I don’t think a church library is a good use of resources or space.

Reactions: Like 2


----------



## B.L. (Nov 13, 2019)

SolaScriptura said:


> The church I pastor has a library. According to the check-out log, the last time a book was borrowed was in September of 2017. The next to last time a check-out occurred was in August of 2016.
> 
> I don’t think a church library is a good use of resources or space.



The checking out of books at my church is a _little_ more common, but fairly infrequent as well. I wonder why this is? Perhaps the prevalence of electronic devices? Stale library selection of titles popular in the 80s/90s? Not sure.

One thing I enjoy doing is buying extra copies of good books that are short in length and easy to read and give them away to people that I meet with. I always wonder how many are actually read...lol.

Reactions: Like 1


----------



## Bill The Baptist (Nov 13, 2019)

B.L. McDonald said:


> The checking out of books at my church is a _little_ more common, but fairly infrequent as well. I wonder why this is?

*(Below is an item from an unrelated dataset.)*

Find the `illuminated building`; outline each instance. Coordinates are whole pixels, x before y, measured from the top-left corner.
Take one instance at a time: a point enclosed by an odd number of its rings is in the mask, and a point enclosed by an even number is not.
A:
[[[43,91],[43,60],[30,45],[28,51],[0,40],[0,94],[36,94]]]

1. Most people don’t read books, especially theological books. 
2. Most books are available in electronic formats, which many people prefer. 
3. Most of the information contained in popular level theological works is available in much more easily digested form on the author’s website and/or podcast. 
4. A good portion of professing Christians have no interest in learning or growing (Hebrews 5:11).

Reactions: Like 3


----------



## Jack K (Nov 13, 2019)

My church had a library, but no one used it so we scrapped it. We replaced it with a book table in the lobby that features "Pastor's Recommended Reading." Now people pay attention, snap photos on their phones so they can order what the pastor is reading, ask each other "Have you read that one?" etc. It's more effective than a library, much cheaper, and you don't have the problem of what to say to members who want to donate the entire_ Left Behind_ series to the church library.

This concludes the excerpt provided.